I'm interested in keeping bees and a few laying hens, and growing food. How would you divide your space? What would you grow?


----------



## Wags (Jun 2, 2002)

First check to make sure what the land use laws are for that property. You should be able to have a nice sized garden, small orchard, a few laying hens and even possibly some smaller goats like Nigerian Dwarfs.


----------



## Wolf mom (Mar 8, 2005)

Find out what the land zoning is first. You may not be able to have any farm animals or chickens.

Read all about your growing zone. Lurk on the gardening forum. Read Square Foot Gardening by Mel Bartholomew for ideas for growing is a small space.. Make a list of what you like to eat. How to preserve it. Go slow.
Some of your questions can't be answered, as there are a lot of unknowns and everyone has their own preference for doing things certain ways.

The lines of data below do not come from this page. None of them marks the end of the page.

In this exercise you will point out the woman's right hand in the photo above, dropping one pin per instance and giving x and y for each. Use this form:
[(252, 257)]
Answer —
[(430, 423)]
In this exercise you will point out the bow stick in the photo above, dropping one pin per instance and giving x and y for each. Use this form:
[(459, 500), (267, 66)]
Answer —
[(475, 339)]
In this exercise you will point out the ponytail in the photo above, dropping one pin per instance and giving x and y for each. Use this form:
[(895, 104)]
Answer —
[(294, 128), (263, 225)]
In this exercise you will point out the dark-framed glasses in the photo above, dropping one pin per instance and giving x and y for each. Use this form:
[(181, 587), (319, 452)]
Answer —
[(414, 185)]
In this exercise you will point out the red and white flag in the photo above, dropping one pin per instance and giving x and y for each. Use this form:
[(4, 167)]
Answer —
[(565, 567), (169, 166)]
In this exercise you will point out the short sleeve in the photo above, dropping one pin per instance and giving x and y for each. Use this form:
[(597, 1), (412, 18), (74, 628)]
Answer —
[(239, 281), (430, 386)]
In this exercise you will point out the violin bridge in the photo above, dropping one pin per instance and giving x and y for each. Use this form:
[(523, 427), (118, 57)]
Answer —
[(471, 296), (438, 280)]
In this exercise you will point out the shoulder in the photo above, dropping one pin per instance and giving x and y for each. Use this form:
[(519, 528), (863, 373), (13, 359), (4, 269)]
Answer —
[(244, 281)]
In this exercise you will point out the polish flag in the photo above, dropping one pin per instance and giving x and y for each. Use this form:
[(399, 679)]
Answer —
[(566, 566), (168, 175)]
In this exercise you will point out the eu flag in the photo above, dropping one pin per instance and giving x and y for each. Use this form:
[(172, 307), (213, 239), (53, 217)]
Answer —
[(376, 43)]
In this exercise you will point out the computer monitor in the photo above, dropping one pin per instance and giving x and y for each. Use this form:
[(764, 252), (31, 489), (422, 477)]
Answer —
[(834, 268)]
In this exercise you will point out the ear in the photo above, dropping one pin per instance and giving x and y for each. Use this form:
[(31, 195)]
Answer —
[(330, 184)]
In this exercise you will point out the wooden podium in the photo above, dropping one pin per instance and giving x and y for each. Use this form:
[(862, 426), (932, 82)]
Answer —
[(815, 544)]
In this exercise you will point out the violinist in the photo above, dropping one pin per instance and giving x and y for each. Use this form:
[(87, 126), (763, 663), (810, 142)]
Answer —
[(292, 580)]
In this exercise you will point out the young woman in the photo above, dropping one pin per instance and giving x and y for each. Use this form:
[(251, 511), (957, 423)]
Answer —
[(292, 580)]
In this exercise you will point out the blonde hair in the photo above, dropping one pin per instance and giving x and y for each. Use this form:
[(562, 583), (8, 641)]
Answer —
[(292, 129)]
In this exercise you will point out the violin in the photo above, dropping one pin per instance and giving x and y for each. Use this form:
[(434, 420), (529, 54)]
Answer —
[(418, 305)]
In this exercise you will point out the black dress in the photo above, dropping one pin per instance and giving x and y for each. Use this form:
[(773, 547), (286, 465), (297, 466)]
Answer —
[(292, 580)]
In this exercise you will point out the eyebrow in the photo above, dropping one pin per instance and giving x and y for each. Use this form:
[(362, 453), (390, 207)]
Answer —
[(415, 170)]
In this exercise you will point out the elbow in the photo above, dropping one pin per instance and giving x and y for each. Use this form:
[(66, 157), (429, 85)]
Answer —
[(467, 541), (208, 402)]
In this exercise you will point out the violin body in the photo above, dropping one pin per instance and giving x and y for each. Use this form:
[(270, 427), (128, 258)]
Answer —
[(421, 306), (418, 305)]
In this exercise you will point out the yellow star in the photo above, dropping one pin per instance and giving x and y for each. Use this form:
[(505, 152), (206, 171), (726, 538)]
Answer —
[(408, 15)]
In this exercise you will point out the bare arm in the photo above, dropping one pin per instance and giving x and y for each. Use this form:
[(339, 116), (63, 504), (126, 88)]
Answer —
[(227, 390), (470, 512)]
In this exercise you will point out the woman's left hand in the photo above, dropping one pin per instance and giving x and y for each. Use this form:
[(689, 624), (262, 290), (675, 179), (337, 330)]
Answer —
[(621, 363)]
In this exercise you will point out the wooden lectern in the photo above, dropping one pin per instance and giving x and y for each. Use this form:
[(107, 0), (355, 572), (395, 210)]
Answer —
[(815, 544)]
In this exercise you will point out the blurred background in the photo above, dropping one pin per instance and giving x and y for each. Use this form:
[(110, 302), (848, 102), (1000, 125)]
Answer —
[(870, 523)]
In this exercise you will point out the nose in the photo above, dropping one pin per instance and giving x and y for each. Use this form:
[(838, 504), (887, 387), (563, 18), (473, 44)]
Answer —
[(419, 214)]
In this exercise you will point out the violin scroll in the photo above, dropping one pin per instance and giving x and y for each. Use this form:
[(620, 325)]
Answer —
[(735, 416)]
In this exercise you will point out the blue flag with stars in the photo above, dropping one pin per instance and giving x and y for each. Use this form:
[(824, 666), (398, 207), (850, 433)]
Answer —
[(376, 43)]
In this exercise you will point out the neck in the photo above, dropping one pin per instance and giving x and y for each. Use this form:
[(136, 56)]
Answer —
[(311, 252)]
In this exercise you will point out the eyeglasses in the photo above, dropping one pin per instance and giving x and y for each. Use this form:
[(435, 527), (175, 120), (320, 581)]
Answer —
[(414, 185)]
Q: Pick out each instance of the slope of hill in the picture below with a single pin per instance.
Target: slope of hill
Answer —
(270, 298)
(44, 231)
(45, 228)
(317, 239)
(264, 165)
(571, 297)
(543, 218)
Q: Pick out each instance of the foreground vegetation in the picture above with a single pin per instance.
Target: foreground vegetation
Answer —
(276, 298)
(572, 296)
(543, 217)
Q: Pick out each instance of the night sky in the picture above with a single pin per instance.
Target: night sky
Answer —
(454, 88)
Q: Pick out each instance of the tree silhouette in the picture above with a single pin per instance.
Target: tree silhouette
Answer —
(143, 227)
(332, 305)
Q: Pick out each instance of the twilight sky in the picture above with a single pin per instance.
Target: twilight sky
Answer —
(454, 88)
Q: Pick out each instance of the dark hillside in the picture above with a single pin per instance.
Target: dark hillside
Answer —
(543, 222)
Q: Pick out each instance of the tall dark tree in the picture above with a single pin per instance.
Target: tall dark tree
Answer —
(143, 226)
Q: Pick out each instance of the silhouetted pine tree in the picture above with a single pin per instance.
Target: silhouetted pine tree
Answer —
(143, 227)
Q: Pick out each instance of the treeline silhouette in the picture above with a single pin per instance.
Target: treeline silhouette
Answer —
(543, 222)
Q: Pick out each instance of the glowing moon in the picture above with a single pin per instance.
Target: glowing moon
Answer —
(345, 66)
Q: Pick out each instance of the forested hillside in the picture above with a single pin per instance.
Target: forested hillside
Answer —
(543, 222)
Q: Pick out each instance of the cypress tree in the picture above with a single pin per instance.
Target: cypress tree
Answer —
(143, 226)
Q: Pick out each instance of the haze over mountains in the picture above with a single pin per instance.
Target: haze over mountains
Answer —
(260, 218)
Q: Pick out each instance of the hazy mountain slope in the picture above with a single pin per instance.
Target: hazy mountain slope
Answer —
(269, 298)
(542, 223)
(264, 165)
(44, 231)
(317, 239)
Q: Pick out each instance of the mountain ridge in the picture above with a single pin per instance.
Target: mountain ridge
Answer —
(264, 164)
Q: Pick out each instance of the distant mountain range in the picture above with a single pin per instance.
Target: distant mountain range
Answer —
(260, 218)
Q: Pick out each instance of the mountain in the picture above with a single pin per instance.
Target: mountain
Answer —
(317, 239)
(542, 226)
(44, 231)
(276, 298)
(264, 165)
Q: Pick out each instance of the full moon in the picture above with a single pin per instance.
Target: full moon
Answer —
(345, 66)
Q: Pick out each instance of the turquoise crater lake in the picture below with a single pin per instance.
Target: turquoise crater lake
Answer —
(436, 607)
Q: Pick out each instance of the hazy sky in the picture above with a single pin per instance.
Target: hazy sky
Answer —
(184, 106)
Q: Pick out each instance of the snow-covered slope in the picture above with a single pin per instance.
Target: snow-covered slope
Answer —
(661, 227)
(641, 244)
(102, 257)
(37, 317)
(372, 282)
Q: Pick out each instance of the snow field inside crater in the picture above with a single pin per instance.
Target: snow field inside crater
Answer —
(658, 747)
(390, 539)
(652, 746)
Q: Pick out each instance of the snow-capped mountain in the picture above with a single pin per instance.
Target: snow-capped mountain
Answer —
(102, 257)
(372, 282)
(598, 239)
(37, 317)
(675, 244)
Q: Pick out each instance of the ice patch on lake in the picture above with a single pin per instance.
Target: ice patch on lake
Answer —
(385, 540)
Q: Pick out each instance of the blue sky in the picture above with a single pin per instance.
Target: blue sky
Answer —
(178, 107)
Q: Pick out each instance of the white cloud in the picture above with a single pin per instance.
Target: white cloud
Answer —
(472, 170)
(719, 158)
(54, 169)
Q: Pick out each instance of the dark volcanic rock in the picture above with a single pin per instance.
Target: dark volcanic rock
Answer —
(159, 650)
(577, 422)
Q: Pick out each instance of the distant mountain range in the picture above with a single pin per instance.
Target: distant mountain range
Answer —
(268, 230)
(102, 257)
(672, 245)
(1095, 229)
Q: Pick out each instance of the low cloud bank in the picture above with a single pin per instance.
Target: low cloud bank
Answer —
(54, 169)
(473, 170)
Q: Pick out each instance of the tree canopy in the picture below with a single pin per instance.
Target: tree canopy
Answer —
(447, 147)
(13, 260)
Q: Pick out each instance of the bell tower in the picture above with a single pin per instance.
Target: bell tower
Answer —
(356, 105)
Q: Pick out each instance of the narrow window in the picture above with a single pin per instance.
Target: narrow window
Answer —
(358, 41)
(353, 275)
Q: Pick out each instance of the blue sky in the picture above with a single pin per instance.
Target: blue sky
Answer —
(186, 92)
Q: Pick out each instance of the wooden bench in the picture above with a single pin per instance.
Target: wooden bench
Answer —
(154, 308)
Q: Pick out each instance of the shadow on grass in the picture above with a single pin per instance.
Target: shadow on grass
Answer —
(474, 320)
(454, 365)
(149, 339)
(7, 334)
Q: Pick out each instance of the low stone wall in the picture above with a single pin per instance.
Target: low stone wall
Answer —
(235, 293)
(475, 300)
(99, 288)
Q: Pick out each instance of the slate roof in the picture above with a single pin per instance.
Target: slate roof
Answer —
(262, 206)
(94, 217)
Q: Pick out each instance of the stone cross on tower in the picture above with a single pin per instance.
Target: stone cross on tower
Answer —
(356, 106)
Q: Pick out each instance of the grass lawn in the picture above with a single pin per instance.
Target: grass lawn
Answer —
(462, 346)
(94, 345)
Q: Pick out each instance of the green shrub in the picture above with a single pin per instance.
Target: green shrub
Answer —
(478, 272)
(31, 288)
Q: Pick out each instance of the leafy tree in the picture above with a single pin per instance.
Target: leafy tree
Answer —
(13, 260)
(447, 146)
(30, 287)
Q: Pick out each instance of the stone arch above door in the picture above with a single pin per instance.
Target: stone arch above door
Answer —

Trees on the south may make for a lot of shade. Need to check that as vegies need _sun_. If not too much shade, I'd have a large vegie garden contoured like a flower garden. Some people like straight vegie beds. Your decision. 

Good luck.


----------



## Terri (May 10, 2002)

20 dwarf fruit trees, a few rows of blackberries, as many hives as the law will allow (ask animal control), some Christmas trees for fun, 4 hens and a rooster, flowers, a green house, and a vegetable garden.

And a riding lawn mower to make your work easier.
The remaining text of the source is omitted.